Management of abnormal Pap screening results in the absence of an HPV test is well established. Women with atypical cells of undetermined significance (ASC-US) Pap results are asked to return for repeat screening in one year, while women with low-grade squamous intraepithelial lesion (LSIL) or worse Pap results are referred to immediate colposcopy [22]. We fitted the logistic-Weibull model to KPNC data and compared the cumulative risk curves for these groups of women to women with HPV-positive/Pap-negative cotesting results (Figure 2). For HPV-positive/Pap-negative women, the estimated baseline CIN3+ risk of 1.87% (95% CI: 1.59-2.19%) was lower than the 1.99% (95% CI: 1.24-3.17%) baseline CIN3+ risk estimated for women with ASC-US Pap results and much lower than the 3.87% (95% CI: 3.49-4.29%) baseline CIN3+ risk estimated for women with LSIL Pap results. Applying an equal management of equal risk principle [8], the baseline CIN3+ risk estimates suggest that women with HPV-positive/Pap-negative cotesting results should not be referred to immediate colposcopy.

Figure 2. Comparing CIN3+ Cumulative Risk for HPV+/Pap- to that of ASC - US and LSIL Pap.

Figure 2

Curves showing the % cumulative risk of cervical intraepithelial neoplasia grade 3 and cancer (CIN3+) following (1) HPV-positive/Pap-negative cotesing results, (2) Pap result of atypical cells of undetermined significance (ASC-US), and (3) Pap result of low-grade squamous intraepithelial lesion (LSIL).

The 1-year CIN3+ risk among women with HPV-positive/Pap-negative results (2.56%, 95% CI: 2.36-2.78%) was similar to the 1-year CIN3+ risk among women with ASC-US Pap results (2.50%, 95% CI: 1.97-3.17%). However, the hazards of incident CIN3+ was greater among women with HPV-positive/Pap-negative cotesting results than women with ASC-US Pap results, so that at 5 years, the cumulative risks of CIN3+ were 4.81% (95% CI: 4.53-5.11%) and 3.37% (95% CI: 2.84-4.00%) for women with HPV-positive/Pap-negative and ASC-US Pap results, respectively. These risk estimates suggest that women with HPV-positive/Pap-negative results, like women with ASC-US Pap results, should return for a repeat cotesting screen in one year. However, for HPV-positive/Pap-negative results, clinicians will need to be especially cautious that women do not skip their return visits.

Women with HPV-positive/Pap-negative cotesting result may consist of sub-populations with distinctly different risk profiles [28]; additional information can be used to further personalize management.
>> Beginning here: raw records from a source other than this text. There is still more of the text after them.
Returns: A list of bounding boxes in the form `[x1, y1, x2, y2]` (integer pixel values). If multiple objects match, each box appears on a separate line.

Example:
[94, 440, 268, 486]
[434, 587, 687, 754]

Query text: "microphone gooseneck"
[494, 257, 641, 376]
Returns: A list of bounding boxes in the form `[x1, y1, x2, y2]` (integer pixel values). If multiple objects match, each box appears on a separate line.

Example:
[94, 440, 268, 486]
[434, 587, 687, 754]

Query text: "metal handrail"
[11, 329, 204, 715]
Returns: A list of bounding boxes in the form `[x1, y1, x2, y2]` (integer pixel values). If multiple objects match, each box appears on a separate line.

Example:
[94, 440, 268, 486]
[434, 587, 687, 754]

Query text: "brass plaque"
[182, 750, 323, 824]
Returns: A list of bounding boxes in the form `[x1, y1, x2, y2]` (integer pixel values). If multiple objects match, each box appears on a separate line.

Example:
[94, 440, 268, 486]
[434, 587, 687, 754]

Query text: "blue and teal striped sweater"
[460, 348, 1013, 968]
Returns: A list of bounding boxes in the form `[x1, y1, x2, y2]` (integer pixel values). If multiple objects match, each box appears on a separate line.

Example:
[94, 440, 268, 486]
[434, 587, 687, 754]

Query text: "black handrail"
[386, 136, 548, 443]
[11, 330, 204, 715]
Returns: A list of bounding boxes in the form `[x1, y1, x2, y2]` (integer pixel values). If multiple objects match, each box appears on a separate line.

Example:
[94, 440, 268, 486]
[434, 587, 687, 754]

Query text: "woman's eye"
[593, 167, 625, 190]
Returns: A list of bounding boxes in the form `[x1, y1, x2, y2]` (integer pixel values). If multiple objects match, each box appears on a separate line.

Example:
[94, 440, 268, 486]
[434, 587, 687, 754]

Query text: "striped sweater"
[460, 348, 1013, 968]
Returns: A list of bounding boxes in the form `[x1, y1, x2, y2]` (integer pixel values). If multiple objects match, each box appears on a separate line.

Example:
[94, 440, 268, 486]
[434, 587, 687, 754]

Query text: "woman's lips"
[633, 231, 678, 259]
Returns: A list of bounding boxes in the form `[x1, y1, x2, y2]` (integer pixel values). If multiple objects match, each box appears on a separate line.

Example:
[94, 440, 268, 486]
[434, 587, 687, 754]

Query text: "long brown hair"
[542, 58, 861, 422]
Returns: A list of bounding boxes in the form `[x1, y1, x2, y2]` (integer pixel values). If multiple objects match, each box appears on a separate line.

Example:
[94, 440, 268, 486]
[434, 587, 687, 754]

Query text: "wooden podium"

We considered how risk profiles may differ for women of different ages by fitting age as a categorical covariate in the logistic-Weibull model (Table 6). No age group had risks of prevalent CIN3+ high enough to warrant referral to immediate colposcopy. The two-year cumulative risks of CIN3+ among women of ages 45–49, 50–54, and 55–65 were 2.38% (95% CI: 1.89%-3.00%), 1.75% (95% CI: 1.30%-2.36%), and 2.41% (95% CI: 1.94%-2.99%), respectively. Compared to the 2.50% implicit cumulative risk threshold for returning women for repeat screening in 1-year that is implied by women with ASC-US Pap results, these risks suggest that a longer return time may be reasonably safe with older women. Further analysis that consider the benefits (eg. potential reduction in overtreatment) would need to be considered before recommending an extended screening interval for these age groups.

Table 6.

Result of fitting a logistic-Weibull model with categorical age to women with an initial HPV-positive/Pap-negative cotesting result at Kaiser Permanente Northern California. % Sample is the percentage of women with HPV-positive/Pap-negative cotesting result in that age category. OR are odds ratio of having CIN3+ prevalent at the initial cotesting screen for that age group compared to the reference group (age 30–34). HR are hazard ratios of acquiring incident CIN3+ after the initial cotesting screen for that age group compared to the reference group (age 30–34). % Prevalent Risk refers to the percent risk of having CIN3+ prevalent at the initial cotesting screen. 1 Year, 2 Years, and 3 Years % CR refers to the percent cumulative risk of having CIN3+ 1 year, 2 years, and 3 years after the initial cotesting screen, respectively.

Age category % Sample OR HR % Prevalent Risk 1 Year % CR 2 Years % CR 3 Years % CR
30–34 37.7 1.00 1.00 1.91 2.88 3.75 4.57
35–39 18.4 1.13 0.63 2.14 2.76 3.30 3.83
40–44 13.7 1.38 0.59 2.61 3.17 3.68 4.16
45–49 10.6 0.88 0.38 1.67 2.05 2.38 2.71
50–54 8.4 0.55 0.37 1.06 1.42 1.75 2.06
55–65 11.2 0.63 0.64 1.21 1.85 2.41 2.94

6. Discussion

Cohorts assembled from electronic health records at health providers can have irregularly interval-censored outcomes, and prevalent left-censored disease is undetermined when disease ascertainment is not conducted at the first available visit. We demonstrated that Kaplan-Meier methods are inappropriate and proposed a general family of mixture models, called prevalence-incidence survival models. We presented an EM algorithm to fit parametric prevalence-incidence models with covariates and obtained a non-parametric estimate (no covariates) by adapting standard NPMLE methods. The non- parametric estimate can be used to assess the fit of parametric prevalence-incidence models such as the logistic-Weibull. For a cohort undergoing cervical cancer screening at KPNC, Kaplan-Meier yielded poor risk estimates and the non- parametric cumulative risk is a step function with large jumps. In contrast, the logistic-Weibull yielded a smooth risk curve and agreed with the non-parametric estimates. The logistic-Weibull allows for covariate effects to be described in terms of odds ratios for prevalent disease and hazard ratios for incident disease and the Weibull distribution has previously been suggested for modeling cancer [19]. The ability to separate out the risk of disease present at baseline versus disease that occurs during follow-up is important for informing clinical decisions on whether to intervene with a surgical procedure at the initial screening visit (baseline). These findings support the choice of the logistic-Weibull model to estimate risks that underlie current U.S. risk-based cervical cancer screening guidelines [21].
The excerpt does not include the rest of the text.